Du point de vue culturel, le système de référence encore valable au Trecento se voit bouleversé. Le livre manuscrit cède progressivement sa place au produit d’imprimerie, jetant les bases d’une nouvelle culture textuelle et d’un rapport renouvelé entre texte et image ; la primauté du latin dans une grande variété d’usages savants et institutionnels – un nouveau latin, fruit d’une nouvelle conscience philologique souvent associée à une pleine maitrise de la langue grecque – n’empêche que la langue vulgaire s’affirme et devienne langue italienne ; la conception de l’activité artistique et la définition de ses enjeux connaissent des évolutions décisives, de même que le statut des artistes ; l’unité de la Chrétienté se fissure à la suite des hérésies, schismes et enfin du geste éclatant de Luther. Pour les besoins de sa reconquête et la réaffirmation de son autorité morale et politique, l’Église catholique recourt alors à une rhétorique de l’effet, mise en œuvre dans des formes artistiques souvent spectaculaires.

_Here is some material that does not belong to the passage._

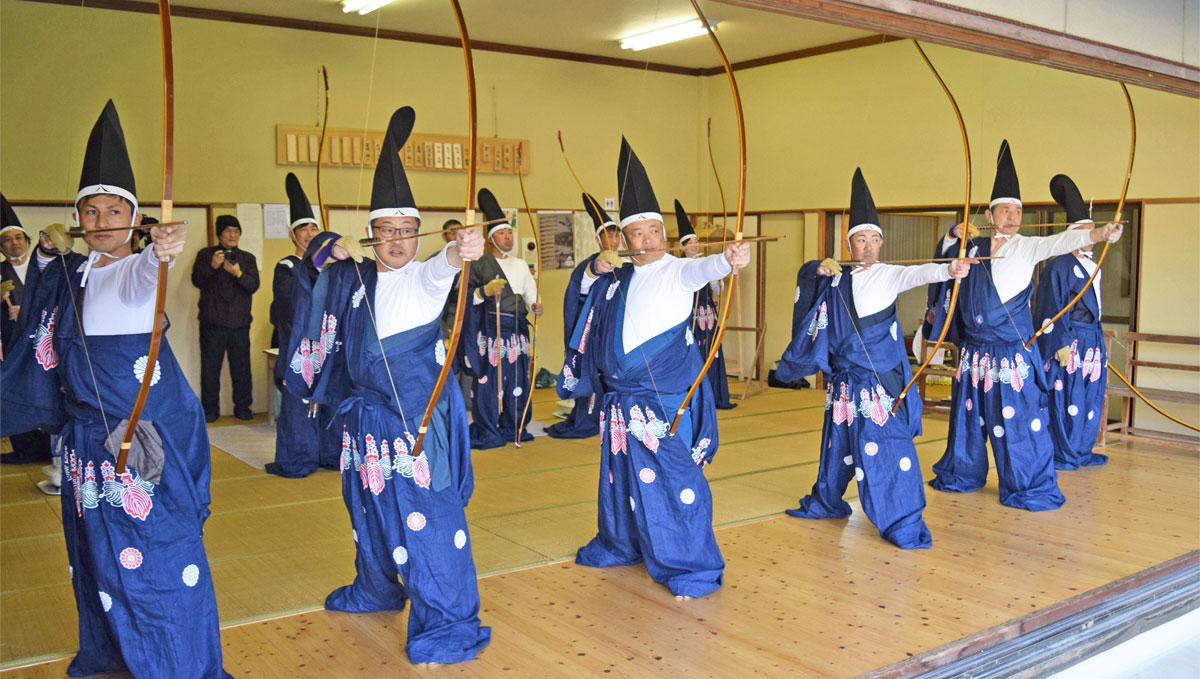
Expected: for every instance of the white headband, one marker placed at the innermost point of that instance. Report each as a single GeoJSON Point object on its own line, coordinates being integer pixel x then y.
{"type": "Point", "coordinates": [864, 228]}
{"type": "Point", "coordinates": [639, 217]}
{"type": "Point", "coordinates": [393, 212]}
{"type": "Point", "coordinates": [106, 188]}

Dans un monde traversé par de si importantes mutations, les artistes, les lettrées et les lettrés, les musiciennes et les musiciens, les femmes et les hommes politiques italiens approfondissent leur connaissance de l’Antiquité, étudient les modèles fournis par la latinité, pour en créer de nouveaux, résolument modernes. Une véritable culture de la crise marque la naissance de la nouvelle ère, où la réflexion sur la tradition sert à appréhender un présent qui exige des formes de compréhension et des réponses inédites. Ces réponses sont plurielles et non univoques, la genèse de la Modernité étant multiforme et polycentrique.

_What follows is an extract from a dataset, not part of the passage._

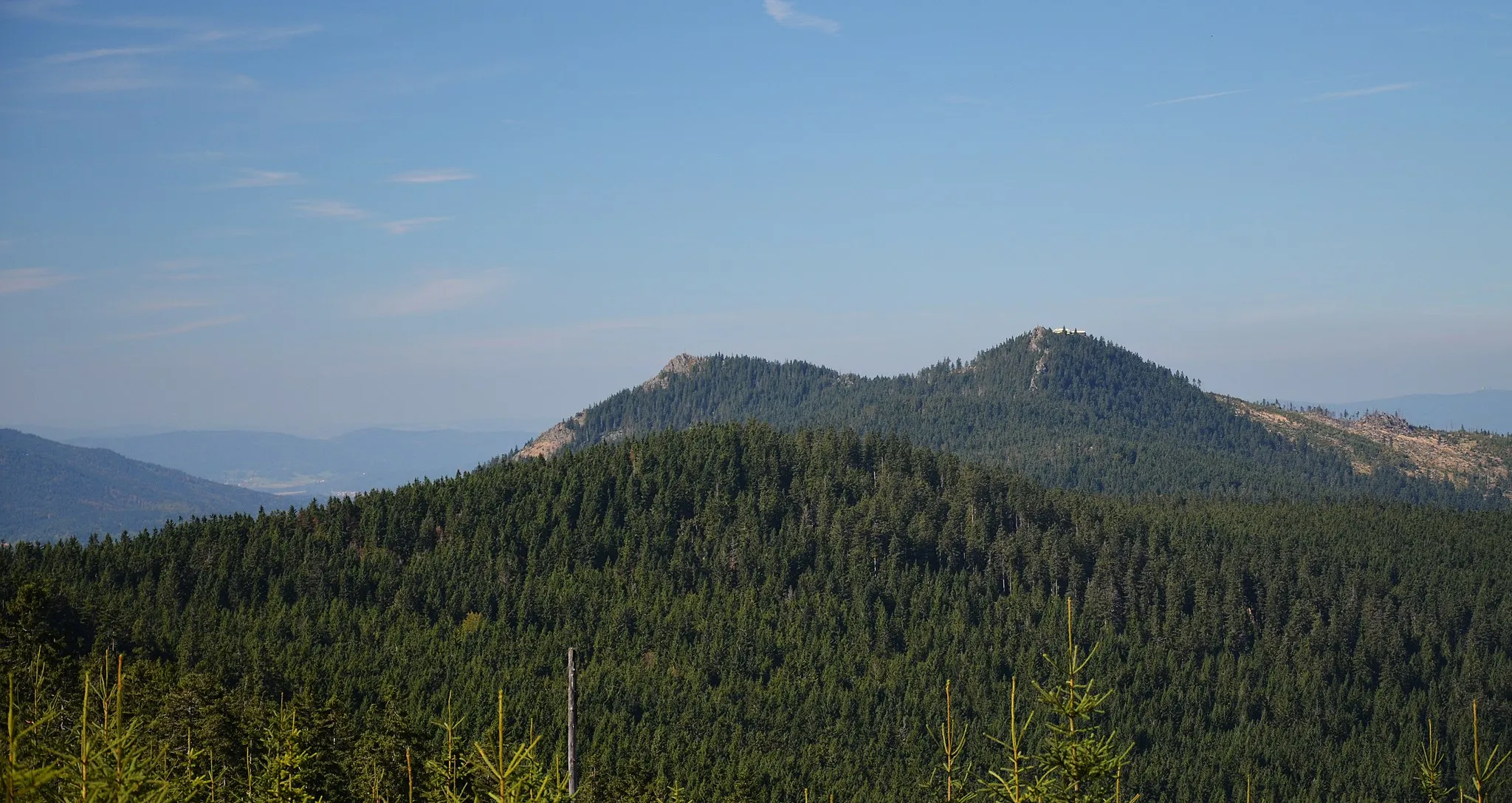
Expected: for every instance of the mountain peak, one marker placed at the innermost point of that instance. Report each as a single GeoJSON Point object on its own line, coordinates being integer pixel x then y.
{"type": "Point", "coordinates": [681, 365]}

C’est en pensant au caractère pluriel de cette grande saison culturelle que nous choisissons la formule Rinascimenti, pour désigner l’approche multifocale adoptée au sein de Transitions mise en œuvre dans les recherches menées autour de l’Italie. Au cœur de cette approche se trouve l’étude des sources textuelles et iconiques, du patrimoine architectural, des pratiques politiques et culturelles comme des savoirs (qu’ils soient théoriques ou techniques). L’interdisciplinarité est la clé de voûte permettant d’appréhender sans simplisme des phénomènes complexes, parfois même contradictoires, qui toutefois ont eu un rôle fondateur dans la culture occidentale.

Thématiques développées

La méthode que nous appelons de nos vœux se positionne à un carrefour disciplinaire entre histoire, histoire de l’art, philologie, histoire de la langue, de la littérature et de la musique. L’objet d’étude relève en effet d’une culture pré-moderne et humaniste, caractérisée par une transversalité spécifique et singulière et par un concept fort d’universalité lié à l’idée même d’homme.

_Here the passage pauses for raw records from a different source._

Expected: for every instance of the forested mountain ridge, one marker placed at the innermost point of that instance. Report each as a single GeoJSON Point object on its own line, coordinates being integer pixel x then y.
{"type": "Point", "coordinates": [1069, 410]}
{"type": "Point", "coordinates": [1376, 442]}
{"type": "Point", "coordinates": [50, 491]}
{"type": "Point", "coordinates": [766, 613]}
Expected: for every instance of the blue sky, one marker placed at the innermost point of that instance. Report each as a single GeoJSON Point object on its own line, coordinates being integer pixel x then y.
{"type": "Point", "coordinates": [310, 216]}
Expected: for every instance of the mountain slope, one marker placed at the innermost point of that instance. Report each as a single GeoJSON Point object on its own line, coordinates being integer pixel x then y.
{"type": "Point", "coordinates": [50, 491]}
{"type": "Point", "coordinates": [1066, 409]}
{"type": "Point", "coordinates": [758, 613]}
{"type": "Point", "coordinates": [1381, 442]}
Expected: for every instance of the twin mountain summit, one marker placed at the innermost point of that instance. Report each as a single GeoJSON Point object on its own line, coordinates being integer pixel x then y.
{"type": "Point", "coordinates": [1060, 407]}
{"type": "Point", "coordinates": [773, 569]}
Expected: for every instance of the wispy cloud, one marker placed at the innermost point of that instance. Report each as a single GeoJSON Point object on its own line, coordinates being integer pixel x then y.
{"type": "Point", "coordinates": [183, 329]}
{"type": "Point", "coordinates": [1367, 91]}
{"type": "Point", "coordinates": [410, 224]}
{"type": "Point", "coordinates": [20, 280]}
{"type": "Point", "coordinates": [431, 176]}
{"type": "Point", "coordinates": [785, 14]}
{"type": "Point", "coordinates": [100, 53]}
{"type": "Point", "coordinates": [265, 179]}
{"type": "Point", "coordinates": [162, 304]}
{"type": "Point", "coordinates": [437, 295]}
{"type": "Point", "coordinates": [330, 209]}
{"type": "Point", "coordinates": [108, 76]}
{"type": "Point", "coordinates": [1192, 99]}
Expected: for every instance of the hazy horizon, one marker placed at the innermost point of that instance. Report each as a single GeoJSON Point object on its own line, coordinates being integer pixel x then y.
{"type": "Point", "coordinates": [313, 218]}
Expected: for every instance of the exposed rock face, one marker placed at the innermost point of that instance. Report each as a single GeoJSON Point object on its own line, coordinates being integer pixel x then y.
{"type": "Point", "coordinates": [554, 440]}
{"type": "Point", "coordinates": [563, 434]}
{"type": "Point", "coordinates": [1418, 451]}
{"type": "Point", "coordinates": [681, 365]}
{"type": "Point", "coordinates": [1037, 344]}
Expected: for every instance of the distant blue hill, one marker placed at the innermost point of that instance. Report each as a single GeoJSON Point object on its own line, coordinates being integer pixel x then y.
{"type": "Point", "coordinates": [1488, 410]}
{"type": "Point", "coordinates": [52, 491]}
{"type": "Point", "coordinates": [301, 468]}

Héritière d’une longue tradition liégeoise d’études portant sur l’Italie, l’unité de recherche Transitions développe actuellement plusieurs projets d’envergure qui abordent des questions et des problématiques variées. Sur le plan pédagogique et de la formation des étudiantes et étudiants et des jeunes chercheures et chercheurs, ces projets prennent la forme de travaux de master, d’études doctorales et post-doctorales, de conférences, séminaires et colloques ; ils ont donné et donnent lieu à de nombreuses publications, individuelles et collectives, sur support papier ou numérique.

Parmi les thématiques qui nous intéressent particulièrement :

  • L’auteur italien Francesco Guicciardini et son œuvre font l’objet de plusieurs projets de recherche. L’édition de sa correspondance est en train d’être publiée en plusieurs volumes à Liège, elle a donné lieu à d’importants travaux d’interprétation du langage politique de l’auteur. Divers projets digitaux sont en cours pour l’exploration des archives et la valorisation des documents autographes guichardiniens.
  • Les relations et les transferts culturels entre l’Italie et le Nord des Alpes sont un important sujet d’intérêt pour nos membres : la présence de Léonard de Vinci (et celle de ses œuvres) en France, l’expérience italienne d’artistes du Nord, tels Pierre Bruegel l’Ancien et Lambert Lombard, la réception de Vasari aux Pays-Bas, l’extraordinaire réception septentrionale des œuvres de Raphaël, la foisonnante élaboration du madrigal en musique dans les cours italiennes et dans les anciens Pays-Bas sont parmi nos thèmes privilégiés. Relèvent également de cette thématique l’étude des objets d’art et des collections royales, comme celle de Louise de Savoie, ou celle de grandes résidences aristocratiques, comme la Bâtie d’Urfé, où abondent les modèles issus de la Renaissance italienne.
  • Échanges entre femmes et hommes de lettres et artistes : au XVIe siècle, l’inclination de nombreux savants pour les arts et les ambitions intellectuelles croissantes de certains artistes donnent lieu à des interactions multiples et variées entre eux, et parfois à des formes de collaboration inédites.  C’est là un champ de recherche fondamentalement transdisciplinaire, qu’explorent plusieurs membres de Transitions, avec notamment des travaux sur Benedetto Varchi, Agnolo Bronzino, Giorgio Vasari, Erasme, Domenicus Lampsonius, Lambert Lombard.
  • L’épistolographie italienne, plus particulièrement celle qui se développe dans les réseaux artistiques de l’Italie centrale, est au centre du projet EpistolART. Le phénomène y est appréhendé tant dans ses aspects plus théoriques que dans des analyses plus pointues, portant sur des autrices et des auteurs singuliers comme sur des questions de langue ou des configurations textuelles, ainsi que sur les préoccupations artistiques dont les lettres sont l’expression.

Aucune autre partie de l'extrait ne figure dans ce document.